I’ve had incredible productivity over the last couple of weeks. I merged more than twenty PRs, with nine more in review. Much of this work happens in parallel. In this flurry of activity, I’ve basically stopped writing code and moved entirely to managing agents that write code. The shift from doing to directing has been more dramatic than I expected.

In this post, I want to describe what that shift looks like in practice, what it demands, and where I think it’s going.

The Developer Loop, Reimagined

The basic developer loop hasn’t changed. You still scope a task, implement it, review the result, and ship it. What’s changed is who does each step and how many can happen at once.

At Delphos Labs, we’ve built a structured workflow where agents participate at every stage. The human defines the task. An agent implements it. Other agents review the result. The human coordinates, provides judgment at decision points, and keeps the whole system moving forward.

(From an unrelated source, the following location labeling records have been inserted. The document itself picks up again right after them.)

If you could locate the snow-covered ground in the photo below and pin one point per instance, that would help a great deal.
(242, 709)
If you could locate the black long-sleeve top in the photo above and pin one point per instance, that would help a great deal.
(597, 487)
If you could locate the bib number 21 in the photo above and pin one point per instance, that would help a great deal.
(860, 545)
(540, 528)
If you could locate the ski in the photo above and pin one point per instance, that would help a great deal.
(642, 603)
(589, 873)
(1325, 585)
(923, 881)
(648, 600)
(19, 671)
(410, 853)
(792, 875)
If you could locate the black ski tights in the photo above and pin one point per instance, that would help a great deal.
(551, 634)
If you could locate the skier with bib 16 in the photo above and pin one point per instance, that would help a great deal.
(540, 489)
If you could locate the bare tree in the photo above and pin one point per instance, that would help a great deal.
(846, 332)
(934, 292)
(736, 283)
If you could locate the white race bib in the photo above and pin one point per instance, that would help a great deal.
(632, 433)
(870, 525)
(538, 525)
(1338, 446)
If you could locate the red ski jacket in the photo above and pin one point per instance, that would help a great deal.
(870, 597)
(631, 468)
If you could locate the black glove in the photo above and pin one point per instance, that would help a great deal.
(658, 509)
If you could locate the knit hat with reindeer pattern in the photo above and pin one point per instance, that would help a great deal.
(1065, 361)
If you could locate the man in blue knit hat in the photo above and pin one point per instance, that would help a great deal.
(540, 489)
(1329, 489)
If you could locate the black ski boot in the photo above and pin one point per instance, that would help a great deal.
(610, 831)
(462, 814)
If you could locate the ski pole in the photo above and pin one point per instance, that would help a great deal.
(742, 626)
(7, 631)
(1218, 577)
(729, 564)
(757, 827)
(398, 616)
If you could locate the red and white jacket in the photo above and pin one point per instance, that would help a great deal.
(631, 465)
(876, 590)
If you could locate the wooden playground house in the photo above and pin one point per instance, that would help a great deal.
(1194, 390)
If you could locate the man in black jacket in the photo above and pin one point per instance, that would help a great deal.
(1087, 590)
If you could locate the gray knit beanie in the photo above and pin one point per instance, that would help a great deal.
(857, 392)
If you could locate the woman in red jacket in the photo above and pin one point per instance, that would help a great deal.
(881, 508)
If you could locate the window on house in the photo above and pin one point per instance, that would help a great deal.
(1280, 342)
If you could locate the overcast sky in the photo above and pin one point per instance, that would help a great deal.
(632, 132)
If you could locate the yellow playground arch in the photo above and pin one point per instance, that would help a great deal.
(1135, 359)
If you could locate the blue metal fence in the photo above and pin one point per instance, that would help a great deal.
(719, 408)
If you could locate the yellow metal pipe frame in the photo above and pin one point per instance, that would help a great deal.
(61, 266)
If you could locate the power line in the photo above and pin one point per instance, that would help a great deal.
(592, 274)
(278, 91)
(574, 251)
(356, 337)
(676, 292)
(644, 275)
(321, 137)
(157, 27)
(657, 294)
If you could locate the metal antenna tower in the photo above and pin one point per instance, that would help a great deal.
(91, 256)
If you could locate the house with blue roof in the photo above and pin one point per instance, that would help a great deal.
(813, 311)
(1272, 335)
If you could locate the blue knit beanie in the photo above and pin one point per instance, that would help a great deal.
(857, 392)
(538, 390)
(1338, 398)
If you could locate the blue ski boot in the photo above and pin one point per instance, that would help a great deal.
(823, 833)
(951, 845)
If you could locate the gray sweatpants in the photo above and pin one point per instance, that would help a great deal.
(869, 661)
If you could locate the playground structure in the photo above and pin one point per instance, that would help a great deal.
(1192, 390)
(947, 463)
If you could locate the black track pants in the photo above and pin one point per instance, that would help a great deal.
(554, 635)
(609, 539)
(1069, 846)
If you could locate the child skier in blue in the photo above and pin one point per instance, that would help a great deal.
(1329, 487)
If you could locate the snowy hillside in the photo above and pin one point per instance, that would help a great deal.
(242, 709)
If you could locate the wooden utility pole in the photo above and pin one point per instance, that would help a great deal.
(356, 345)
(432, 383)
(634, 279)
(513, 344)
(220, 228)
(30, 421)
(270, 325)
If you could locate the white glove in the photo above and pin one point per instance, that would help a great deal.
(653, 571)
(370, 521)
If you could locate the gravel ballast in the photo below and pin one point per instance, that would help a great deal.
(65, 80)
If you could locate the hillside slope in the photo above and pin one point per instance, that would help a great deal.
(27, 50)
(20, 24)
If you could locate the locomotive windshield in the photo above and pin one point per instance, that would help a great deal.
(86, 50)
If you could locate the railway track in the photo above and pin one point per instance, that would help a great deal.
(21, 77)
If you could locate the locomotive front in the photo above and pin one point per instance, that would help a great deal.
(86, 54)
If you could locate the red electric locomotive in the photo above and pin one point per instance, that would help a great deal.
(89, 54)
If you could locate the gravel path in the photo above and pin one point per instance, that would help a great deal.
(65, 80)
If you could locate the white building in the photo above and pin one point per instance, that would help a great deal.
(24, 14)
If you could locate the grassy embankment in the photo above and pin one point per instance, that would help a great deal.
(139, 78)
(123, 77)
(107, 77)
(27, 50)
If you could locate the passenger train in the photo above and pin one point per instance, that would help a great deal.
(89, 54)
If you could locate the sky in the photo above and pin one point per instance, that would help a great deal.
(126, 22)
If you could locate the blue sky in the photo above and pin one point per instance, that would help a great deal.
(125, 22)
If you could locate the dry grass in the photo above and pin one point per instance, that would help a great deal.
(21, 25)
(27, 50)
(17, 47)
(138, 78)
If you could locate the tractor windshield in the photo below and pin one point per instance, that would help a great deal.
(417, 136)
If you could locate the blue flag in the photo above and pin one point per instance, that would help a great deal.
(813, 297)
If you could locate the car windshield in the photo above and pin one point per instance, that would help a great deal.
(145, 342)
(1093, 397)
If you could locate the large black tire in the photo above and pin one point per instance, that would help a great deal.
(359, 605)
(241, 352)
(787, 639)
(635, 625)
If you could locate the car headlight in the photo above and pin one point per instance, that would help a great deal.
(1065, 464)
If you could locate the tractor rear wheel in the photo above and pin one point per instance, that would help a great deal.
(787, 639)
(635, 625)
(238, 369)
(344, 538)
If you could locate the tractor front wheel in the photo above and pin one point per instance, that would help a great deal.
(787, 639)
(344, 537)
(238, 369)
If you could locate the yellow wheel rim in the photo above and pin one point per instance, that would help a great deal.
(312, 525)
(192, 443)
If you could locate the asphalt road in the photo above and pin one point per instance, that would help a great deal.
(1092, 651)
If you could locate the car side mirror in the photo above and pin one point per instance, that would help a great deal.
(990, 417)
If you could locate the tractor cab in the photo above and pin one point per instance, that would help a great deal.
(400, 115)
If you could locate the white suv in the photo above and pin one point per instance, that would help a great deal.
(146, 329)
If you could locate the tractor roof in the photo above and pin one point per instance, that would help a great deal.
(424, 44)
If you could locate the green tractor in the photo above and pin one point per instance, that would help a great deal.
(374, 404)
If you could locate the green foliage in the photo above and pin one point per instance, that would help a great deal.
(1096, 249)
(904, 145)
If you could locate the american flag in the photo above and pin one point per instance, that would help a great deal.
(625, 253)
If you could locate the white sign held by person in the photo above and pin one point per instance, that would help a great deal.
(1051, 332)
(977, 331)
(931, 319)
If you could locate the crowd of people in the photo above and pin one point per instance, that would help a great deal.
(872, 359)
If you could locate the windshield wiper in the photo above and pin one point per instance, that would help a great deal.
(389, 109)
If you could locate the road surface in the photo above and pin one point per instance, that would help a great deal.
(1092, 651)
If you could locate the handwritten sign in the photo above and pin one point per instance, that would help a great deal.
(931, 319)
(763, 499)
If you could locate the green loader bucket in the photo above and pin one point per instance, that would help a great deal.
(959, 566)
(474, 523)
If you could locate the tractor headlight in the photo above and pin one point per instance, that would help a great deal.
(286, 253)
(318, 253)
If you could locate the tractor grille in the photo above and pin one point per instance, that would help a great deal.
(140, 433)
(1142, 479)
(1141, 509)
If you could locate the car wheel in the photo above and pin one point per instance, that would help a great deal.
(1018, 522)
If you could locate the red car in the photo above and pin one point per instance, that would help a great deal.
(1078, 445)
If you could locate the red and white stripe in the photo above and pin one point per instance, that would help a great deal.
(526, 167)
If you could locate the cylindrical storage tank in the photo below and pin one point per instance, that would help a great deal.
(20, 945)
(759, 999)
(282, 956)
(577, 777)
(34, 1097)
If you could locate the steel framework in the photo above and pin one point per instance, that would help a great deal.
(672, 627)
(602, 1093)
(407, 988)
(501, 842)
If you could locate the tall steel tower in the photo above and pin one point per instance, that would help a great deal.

The workflow is codified. It lives in configuration files that agents read at the start of every session. Each stage has clear entry and exit criteria. The agent knows what step it’s on and can suggest the next one. This isn’t ad hoc prompting; it’s a system.

Anthropic calls this pattern “progressive disclosure.” Their skills architecture uses three levels: a brief description that tells the agent when to activate, detailed instructions that load when needed, and reference material the agent can discover on its own. The agent gets the right amount of context at the right time. This is the same principle behind good task delegation: give enough direction to start, provide detail on request, and trust the worker to find what they need along the way.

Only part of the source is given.